The lone study describing prodromal symptoms indicated that the majority of PD-TBI patients experienced a pre-psychotic phase similar to schizophrenia.23 The most common symptoms were bizarre behaviors (50%), followed by affective instability (39%), antisocial behaviors (36%), scholastic or work deterioration (33%), and social withdrawal (31%).

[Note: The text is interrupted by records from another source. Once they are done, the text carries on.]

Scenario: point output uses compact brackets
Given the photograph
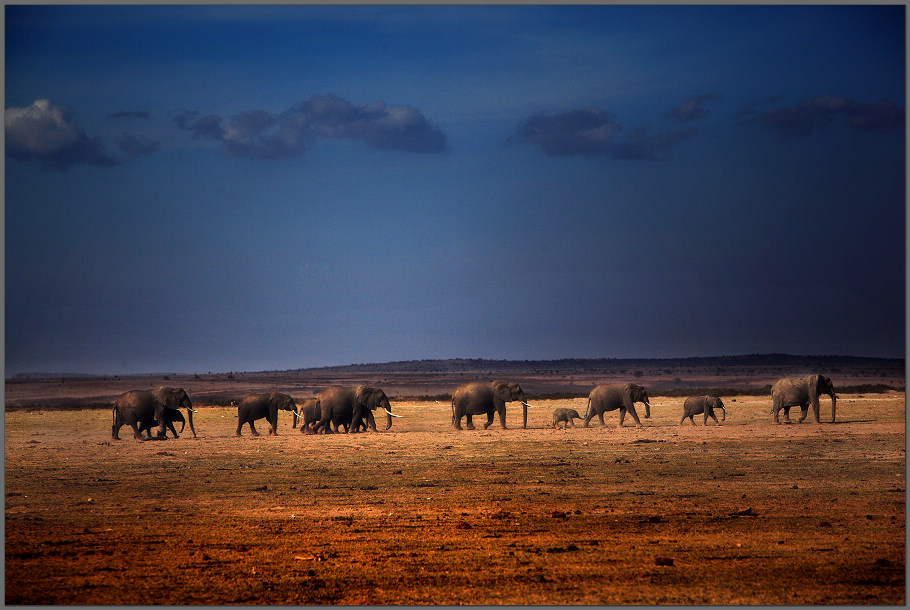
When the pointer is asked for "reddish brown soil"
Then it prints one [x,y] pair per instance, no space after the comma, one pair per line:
[743,513]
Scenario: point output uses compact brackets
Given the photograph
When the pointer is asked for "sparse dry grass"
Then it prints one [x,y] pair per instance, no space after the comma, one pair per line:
[744,513]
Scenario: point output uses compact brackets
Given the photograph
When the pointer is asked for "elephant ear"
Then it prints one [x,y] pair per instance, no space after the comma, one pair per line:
[364,396]
[502,391]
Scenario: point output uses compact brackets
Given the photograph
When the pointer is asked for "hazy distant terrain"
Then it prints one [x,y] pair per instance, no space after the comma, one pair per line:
[438,378]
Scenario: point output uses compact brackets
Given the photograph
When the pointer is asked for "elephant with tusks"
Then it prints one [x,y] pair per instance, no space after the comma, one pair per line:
[486,398]
[800,392]
[605,398]
[257,406]
[341,405]
[141,409]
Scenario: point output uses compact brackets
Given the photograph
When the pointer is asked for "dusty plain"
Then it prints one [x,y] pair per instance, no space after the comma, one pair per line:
[747,512]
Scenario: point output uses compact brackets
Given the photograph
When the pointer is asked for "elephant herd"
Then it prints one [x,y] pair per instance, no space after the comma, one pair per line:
[352,408]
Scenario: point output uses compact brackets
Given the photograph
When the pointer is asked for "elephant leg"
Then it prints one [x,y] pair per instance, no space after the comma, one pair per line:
[490,417]
[469,421]
[136,433]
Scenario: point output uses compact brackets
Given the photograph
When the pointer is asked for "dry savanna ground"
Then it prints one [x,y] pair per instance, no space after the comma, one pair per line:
[743,513]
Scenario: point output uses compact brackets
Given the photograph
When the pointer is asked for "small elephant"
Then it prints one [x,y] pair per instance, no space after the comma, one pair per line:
[173,415]
[257,406]
[605,398]
[311,413]
[140,409]
[566,416]
[350,407]
[696,405]
[478,398]
[801,392]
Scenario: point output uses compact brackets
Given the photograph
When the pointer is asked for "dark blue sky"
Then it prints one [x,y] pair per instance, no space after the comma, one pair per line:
[217,188]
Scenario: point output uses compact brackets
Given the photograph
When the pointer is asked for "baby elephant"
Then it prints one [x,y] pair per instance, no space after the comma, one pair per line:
[566,416]
[696,405]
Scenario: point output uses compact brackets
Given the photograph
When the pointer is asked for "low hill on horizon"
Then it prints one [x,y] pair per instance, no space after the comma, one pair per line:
[456,365]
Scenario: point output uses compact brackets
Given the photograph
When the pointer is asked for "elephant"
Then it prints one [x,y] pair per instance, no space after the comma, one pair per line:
[257,406]
[696,405]
[310,414]
[173,415]
[605,398]
[801,391]
[567,416]
[476,398]
[352,406]
[141,408]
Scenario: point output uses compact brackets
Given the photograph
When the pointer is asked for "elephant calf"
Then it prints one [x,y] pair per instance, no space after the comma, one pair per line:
[696,405]
[566,416]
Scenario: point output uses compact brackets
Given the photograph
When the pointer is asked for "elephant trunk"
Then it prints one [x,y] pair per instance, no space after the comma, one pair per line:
[190,412]
[388,413]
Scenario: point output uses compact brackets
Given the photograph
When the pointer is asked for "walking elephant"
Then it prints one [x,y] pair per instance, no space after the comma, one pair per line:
[350,407]
[605,398]
[311,413]
[801,392]
[566,416]
[140,409]
[257,406]
[696,405]
[173,415]
[477,398]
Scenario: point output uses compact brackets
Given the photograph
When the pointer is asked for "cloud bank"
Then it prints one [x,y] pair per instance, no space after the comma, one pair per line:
[261,135]
[590,132]
[804,119]
[691,109]
[44,132]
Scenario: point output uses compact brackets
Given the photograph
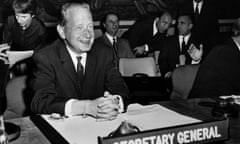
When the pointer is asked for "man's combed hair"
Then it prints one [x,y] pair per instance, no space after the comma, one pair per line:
[66,6]
[24,6]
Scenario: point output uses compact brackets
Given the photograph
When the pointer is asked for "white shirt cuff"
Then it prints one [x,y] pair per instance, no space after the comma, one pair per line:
[146,49]
[120,103]
[68,107]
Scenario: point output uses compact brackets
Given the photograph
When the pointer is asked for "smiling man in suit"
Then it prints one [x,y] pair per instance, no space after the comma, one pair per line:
[74,77]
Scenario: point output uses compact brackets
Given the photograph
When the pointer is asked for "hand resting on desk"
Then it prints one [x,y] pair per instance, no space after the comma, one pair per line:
[106,107]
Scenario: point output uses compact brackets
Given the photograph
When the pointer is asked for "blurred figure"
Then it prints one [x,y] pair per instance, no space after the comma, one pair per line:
[148,35]
[180,49]
[219,73]
[119,46]
[24,32]
[74,76]
[206,27]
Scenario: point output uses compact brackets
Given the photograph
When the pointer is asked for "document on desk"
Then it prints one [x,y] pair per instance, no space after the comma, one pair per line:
[78,130]
[16,56]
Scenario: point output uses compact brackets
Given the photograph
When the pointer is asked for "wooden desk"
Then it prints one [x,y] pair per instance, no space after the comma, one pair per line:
[193,108]
[32,135]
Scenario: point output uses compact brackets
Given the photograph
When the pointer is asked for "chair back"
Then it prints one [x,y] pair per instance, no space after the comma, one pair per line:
[182,81]
[132,66]
[16,105]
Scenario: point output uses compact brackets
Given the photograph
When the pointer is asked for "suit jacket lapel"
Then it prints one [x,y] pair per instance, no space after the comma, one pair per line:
[68,64]
[90,70]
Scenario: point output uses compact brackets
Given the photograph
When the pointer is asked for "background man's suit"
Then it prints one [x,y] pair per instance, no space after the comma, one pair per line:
[56,81]
[141,32]
[123,47]
[206,27]
[219,73]
[169,56]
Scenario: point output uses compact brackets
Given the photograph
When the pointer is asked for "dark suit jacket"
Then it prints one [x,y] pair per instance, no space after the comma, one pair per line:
[169,56]
[206,28]
[219,73]
[56,82]
[123,47]
[141,32]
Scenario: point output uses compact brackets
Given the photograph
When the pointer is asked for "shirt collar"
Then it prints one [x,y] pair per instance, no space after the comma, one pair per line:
[238,45]
[186,37]
[199,5]
[155,29]
[110,37]
[74,56]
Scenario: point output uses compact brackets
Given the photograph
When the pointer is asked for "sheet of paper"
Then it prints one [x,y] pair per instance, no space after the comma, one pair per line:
[16,56]
[78,130]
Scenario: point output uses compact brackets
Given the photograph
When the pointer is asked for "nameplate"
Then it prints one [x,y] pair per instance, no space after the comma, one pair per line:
[204,132]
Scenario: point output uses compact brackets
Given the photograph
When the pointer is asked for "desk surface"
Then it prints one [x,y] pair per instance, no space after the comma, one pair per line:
[31,134]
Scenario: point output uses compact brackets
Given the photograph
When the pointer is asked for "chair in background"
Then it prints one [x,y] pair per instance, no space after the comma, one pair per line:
[182,81]
[16,98]
[140,74]
[133,66]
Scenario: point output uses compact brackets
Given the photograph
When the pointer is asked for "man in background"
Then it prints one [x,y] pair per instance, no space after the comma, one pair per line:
[119,46]
[206,27]
[218,74]
[180,49]
[147,35]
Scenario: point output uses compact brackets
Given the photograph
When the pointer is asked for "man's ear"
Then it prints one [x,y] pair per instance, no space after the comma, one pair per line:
[60,30]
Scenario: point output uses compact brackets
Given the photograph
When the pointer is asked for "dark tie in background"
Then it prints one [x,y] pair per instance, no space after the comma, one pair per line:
[115,49]
[184,46]
[80,71]
[197,12]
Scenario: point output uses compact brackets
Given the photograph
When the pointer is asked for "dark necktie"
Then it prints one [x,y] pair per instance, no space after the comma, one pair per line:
[115,47]
[184,47]
[197,12]
[80,69]
[116,58]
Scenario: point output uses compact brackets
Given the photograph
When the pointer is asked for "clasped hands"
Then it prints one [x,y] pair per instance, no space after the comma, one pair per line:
[106,107]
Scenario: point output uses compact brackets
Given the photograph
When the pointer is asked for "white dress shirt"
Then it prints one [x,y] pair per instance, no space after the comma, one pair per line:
[68,104]
[186,38]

The long-term course of PD-TBI is also highly variable. Although most studies report that persons with PD-TBI improve, particularly after treatment,14,21–23 studies with longer follow-ups suggest that many experience a chronic course.14,21 Antipsychotics appear to be the most efficacious treatment, followed by anticonvulsants, and lithium.22
Although onset factors and course of psychosis may vary, studies converge on the presentation of PD-TBI. Men are overrepresented1,7,8,15,23,24 even when controlling for gender ratio for sustaining TBI.22 The most common symptoms are persecutory delusions (22%–80%),1,7,14,15,22,23 and auditory hallucinations (47%–84%),7,22,23 whereas negative symptoms are much less prominent (15%–22%).1,22,23 Most persons with PD-TBI sustain neuropsychological impairments, although not as severe as in persons with schizophrenia.8 The most common deficits are found in memory and executive functioning,8,22,23 and general intelligence and verbal skills are also affected22,23 Lesions to temporal1,14,15,22,23,25 and frontal lobes15,22,25 are the most commonly implicated in PD-TBI, as determined by location from missile wounds1,15 and findings on MRI/CT and EEG.22,23
Given the overlap in presentation with schizophrenia, Fujii and Ahmed22 attempted to identify characteristics that may assist in differential diagnosis between PD-TBI and schizophrenia. As compared with persons with schizophrenia (PWS), persons with PD-TBI appear less likely to demonstrate negative symptoms (14% versus 25%–84%), and more likely to demonstrate positive findings on MRI/CT (65% versus 12%–35%) that are more focal in nature (62%). Frontal (42%) and temporal (27%) abnormalities are the most common finding in PD-TBI, versus enlarged ventricles for persons with schizophrenia (22%–35%). Persons with PD-TBI are also more likely to demonstrate positive findings on EEG (70% versus 20%–60%), with the most common finding being temporal slowing, versus frontal slowing for persons with schizophrenia.22
The current study replicates methodology of an earlier study by Fujii and Ahmed22 that examined characteristics of PD-TBI by analyzing case studies in the literature before 2000. In the present study, the focus is on newer case studies, published after 2000, although non- duplicative cases before 2000 are also included. The purpose is to determine the robustness of earlier findings of the PD-TBI literature. Also, similar to the initial study, select characteristics will be compared with the literature on schizophrenia to aid in differential diagnosis.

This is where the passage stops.